Молодой араб жил полной жизнью только в мечтах. Он читал биографии великих сыщиков. В свободное время ездил в библиотеки Фижака или Каора и выискивал в газетах все, что относилось к работе настоящих «профи» в области сыска. Читал он также старые бестселлеры и воспоминания гангстеров. Подписался на все полицейские газеты, каталоги оружия, журналы по баллистике и новым оружейным технологиям. В общем, с головой ушел в бумажный мир.
Он жил один, работал один, спал один. В комиссариате – наверное, самом маленьком во Франции – его ненавидели и боялись. Сотрудники прозвали его Клеопатрой – из-за его косичек. Считали ортодоксальным мусульманином, оттого что он не пил. Подозревали в нем извращенца, так как он упорно избегал традиционных визитов к «девочкам» в часы ночного патрулирования.

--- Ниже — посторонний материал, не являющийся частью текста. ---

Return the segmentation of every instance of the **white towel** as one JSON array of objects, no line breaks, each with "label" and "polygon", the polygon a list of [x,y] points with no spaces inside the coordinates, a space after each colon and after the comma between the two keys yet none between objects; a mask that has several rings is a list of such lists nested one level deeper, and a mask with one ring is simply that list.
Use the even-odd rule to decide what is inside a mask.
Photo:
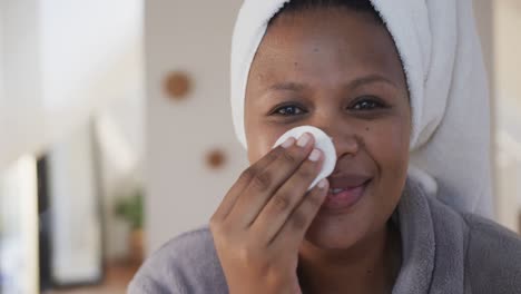
[{"label": "white towel", "polygon": [[[232,45],[232,110],[246,146],[249,68],[269,19],[289,0],[245,0]],[[489,89],[471,0],[372,0],[407,77],[410,176],[461,212],[493,215]]]}]

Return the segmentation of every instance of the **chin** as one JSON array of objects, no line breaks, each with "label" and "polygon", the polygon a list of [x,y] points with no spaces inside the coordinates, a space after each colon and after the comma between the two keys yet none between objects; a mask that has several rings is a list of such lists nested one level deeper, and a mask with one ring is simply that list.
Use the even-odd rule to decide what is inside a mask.
[{"label": "chin", "polygon": [[348,249],[353,247],[366,234],[362,226],[353,227],[350,225],[351,222],[347,218],[315,218],[306,232],[305,243],[321,249]]}]

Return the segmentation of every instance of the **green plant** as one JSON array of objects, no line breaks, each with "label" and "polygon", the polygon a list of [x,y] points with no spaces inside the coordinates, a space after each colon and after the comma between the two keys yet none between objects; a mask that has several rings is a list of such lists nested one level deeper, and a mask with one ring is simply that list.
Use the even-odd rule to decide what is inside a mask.
[{"label": "green plant", "polygon": [[132,195],[120,197],[115,205],[116,216],[125,219],[134,229],[142,228],[144,207],[142,192],[136,190]]}]

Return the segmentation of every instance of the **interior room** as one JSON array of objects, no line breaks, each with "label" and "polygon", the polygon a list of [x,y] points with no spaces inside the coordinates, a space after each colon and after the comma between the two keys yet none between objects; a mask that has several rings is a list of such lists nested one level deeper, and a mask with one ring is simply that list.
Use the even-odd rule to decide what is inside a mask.
[{"label": "interior room", "polygon": [[[494,220],[521,229],[521,1],[473,0]],[[0,1],[0,293],[126,293],[248,166],[229,52],[240,0]]]}]

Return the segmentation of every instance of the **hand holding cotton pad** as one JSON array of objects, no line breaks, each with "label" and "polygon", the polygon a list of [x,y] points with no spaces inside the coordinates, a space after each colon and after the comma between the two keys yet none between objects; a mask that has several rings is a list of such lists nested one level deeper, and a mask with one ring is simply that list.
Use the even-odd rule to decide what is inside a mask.
[{"label": "hand holding cotton pad", "polygon": [[308,133],[313,135],[315,138],[315,148],[322,150],[324,154],[324,163],[322,164],[321,173],[316,176],[315,180],[309,185],[309,189],[312,189],[321,179],[328,177],[333,170],[335,169],[336,165],[336,151],[335,146],[333,145],[333,140],[325,134],[322,129],[315,128],[312,126],[301,126],[293,128],[286,131],[284,135],[278,138],[275,143],[274,147],[283,144],[287,138],[294,137],[298,139],[304,133]]}]

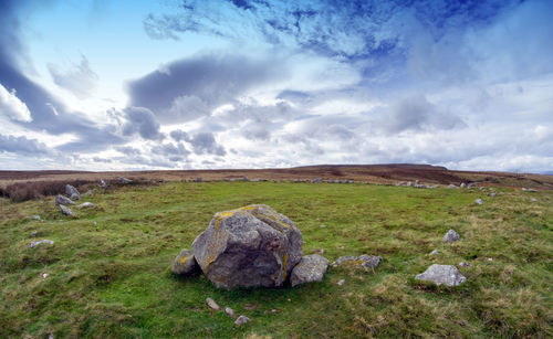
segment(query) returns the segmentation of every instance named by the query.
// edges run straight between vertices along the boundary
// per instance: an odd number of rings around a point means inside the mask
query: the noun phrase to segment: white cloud
[[[10,119],[30,123],[32,121],[31,112],[27,105],[15,95],[15,89],[8,92],[0,84],[0,115],[6,115]]]

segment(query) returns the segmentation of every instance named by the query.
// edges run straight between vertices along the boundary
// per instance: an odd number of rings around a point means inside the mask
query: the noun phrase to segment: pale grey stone
[[[62,194],[55,195],[55,203],[60,204],[60,205],[62,205],[62,204],[74,204],[73,200],[71,200],[69,198],[65,198]]]
[[[211,298],[206,298],[206,305],[211,308],[211,309],[215,309],[215,310],[219,310],[221,309],[221,307],[219,306],[219,304],[217,304],[213,299]]]
[[[234,325],[240,327],[242,325],[244,325],[246,322],[250,322],[250,318],[248,318],[247,316],[240,316],[238,317],[238,319],[234,320]]]
[[[461,236],[459,235],[459,233],[455,232],[453,230],[449,230],[446,233],[446,235],[444,235],[445,243],[452,243],[452,242],[456,242],[460,239],[461,239]]]
[[[86,202],[83,202],[83,203],[81,203],[81,204],[77,204],[76,206],[77,206],[79,209],[82,209],[82,208],[93,208],[93,206],[94,206],[94,204],[93,204],[92,202],[86,201]]]
[[[199,272],[200,267],[196,263],[196,258],[190,250],[184,248],[175,258],[171,271],[175,274],[192,275]]]
[[[67,195],[71,200],[81,200],[81,194],[71,184],[65,186],[65,195]]]
[[[327,267],[328,261],[324,256],[319,254],[305,255],[292,269],[290,283],[294,287],[301,284],[322,282]]]
[[[117,182],[118,182],[118,183],[124,183],[124,184],[125,184],[125,183],[131,183],[131,182],[133,182],[133,180],[127,179],[127,178],[119,177],[119,178],[117,178]]]
[[[61,210],[61,211],[62,211],[62,213],[63,213],[63,214],[65,214],[65,215],[69,215],[69,216],[73,215],[73,211],[71,211],[71,209],[70,209],[70,208],[67,208],[66,205],[61,204],[61,205],[60,205],[60,210]]]
[[[459,273],[459,269],[452,265],[434,264],[424,273],[415,276],[417,280],[431,282],[436,285],[457,286],[461,285],[467,278]]]
[[[31,243],[30,243],[29,245],[27,245],[27,246],[28,246],[28,247],[33,248],[33,247],[36,247],[36,246],[38,246],[38,245],[40,245],[40,244],[50,244],[50,245],[53,245],[53,244],[54,244],[54,242],[53,242],[53,241],[51,241],[51,240],[44,239],[44,240],[40,240],[40,241],[38,241],[38,242],[31,242]]]
[[[264,204],[216,213],[192,243],[216,287],[274,287],[302,258],[303,239],[286,216]]]

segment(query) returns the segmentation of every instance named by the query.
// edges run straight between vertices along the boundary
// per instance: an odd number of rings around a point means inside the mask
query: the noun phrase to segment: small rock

Замкнувшись в гордом одиночестве, Карим считал дни, минуты, секунды; иногда, в выходные, он по целым дням не раскрывал рта.
В то утро понедельника он как раз выходил из очередного воскресного ступора после того, как весь день просидел дома, если не считать обычной тренировки в лесу, где он упражнялся в смертоносных приемах «тэ» и в стрельбе по вековым деревьям, служившим ему мишенями.
Раздался звонок в дверь, Карим по привычке взглянул на часы: 07.45. Он открыл.
На пороге стоял Селье, один из патрульных полицейских. Он выглядел одновременно и взволнованным, и заспанным. Карим не предложил ему ни сесть, ни выпить чая. Только коротко спросил:
– Ну?
Селье открыл было рот, но так ничего и не выговорил. Его волосы под фуражкой слиплись от жирного пота. Наконец он пробормотал:
– Это... школа. Ну, младшая школа...
– И что там?
– Школа Жана Жореса. Туда залезли... сегодня ночью.
Карим усмехнулся. Хорошенькое начало недели! Наверняка хулиганье из соседнего городка – забрались в школу и устроили там бардак, лишь бы нагадить людям.
– Сильно порезвились? – спросил Карим, одеваясь.
Полицейский в мундире скривился, глядя на Каримов наряд – майка, джинсы, спортивная куртка с капюшоном, а поверх нее коричневая кожаная тужурка, какие носили мусорщики пятидесятых годов. Он промямлил в ответ:
– Да нет, наоборот... Похоже, работали спецы...
Карим начал шнуровать высокие ботинки.
– Спецы? Что ты имеешь в виду?
– Это не молодежь баловалась... Дверь вскрыли отмычкой. И вообще... сработано аккуратно. Хорошо, что директриса заметила кое-что подозрительное, а так бы...
Араб встал.
– Украли что-нибудь?
Селье с тяжким вздохом расстегнул ворот мундира.
– Вот в том-то и загвоздка, что ничего.
– Ничего?
– Совсем ничего. Просто влезли, покопались и – фюить! Как вошли, так и вышли...
Карим взглянул на себя в оконное стекло. Темное худое лицо, вдобавок удлиненное остроконечной бородкой, обрамляли две длинные косы. Он натянул до бровей пеструю ямайскую шапочку и улыбнулся своему отражению. Дьявол. Настоящий дьявол, прилетевший с Карибских островов. Он повернулся к Селье.
– А при чем тут я?
– Крозье еще не вернулся после выходных. Ну вот... мы с Дюссаром и решили... может, ты... В общем, хорошо бы тебе глянуть, Карим, а?
– Ладно. Пошли.
Над Сарзаком вставало солнце. Октябрьское солнце, еле теплое, бледное, словно после тяжелой болезни. Карим ехал в своем стареньком «Пежо» следом за патрульным фургоном. Они пересекли центральные кварталы, где царила мертвая тишина.
Сарзак не был ни старинным поселением, ни современным городом. Он расползался по длинной равнине беспорядочными скоплениями ветхих, ничем не примечательных зданий, и только у центра было, пожалуй, свое лицо – булыжные мостовые, трамвайчик, юрко бегавший туда-сюда. Проезжая по этим улочкам, Карим всякий раз, сам не зная почему, думал о Швейцарии или Италии. Он никогда не бывал ни в той, ни в другой.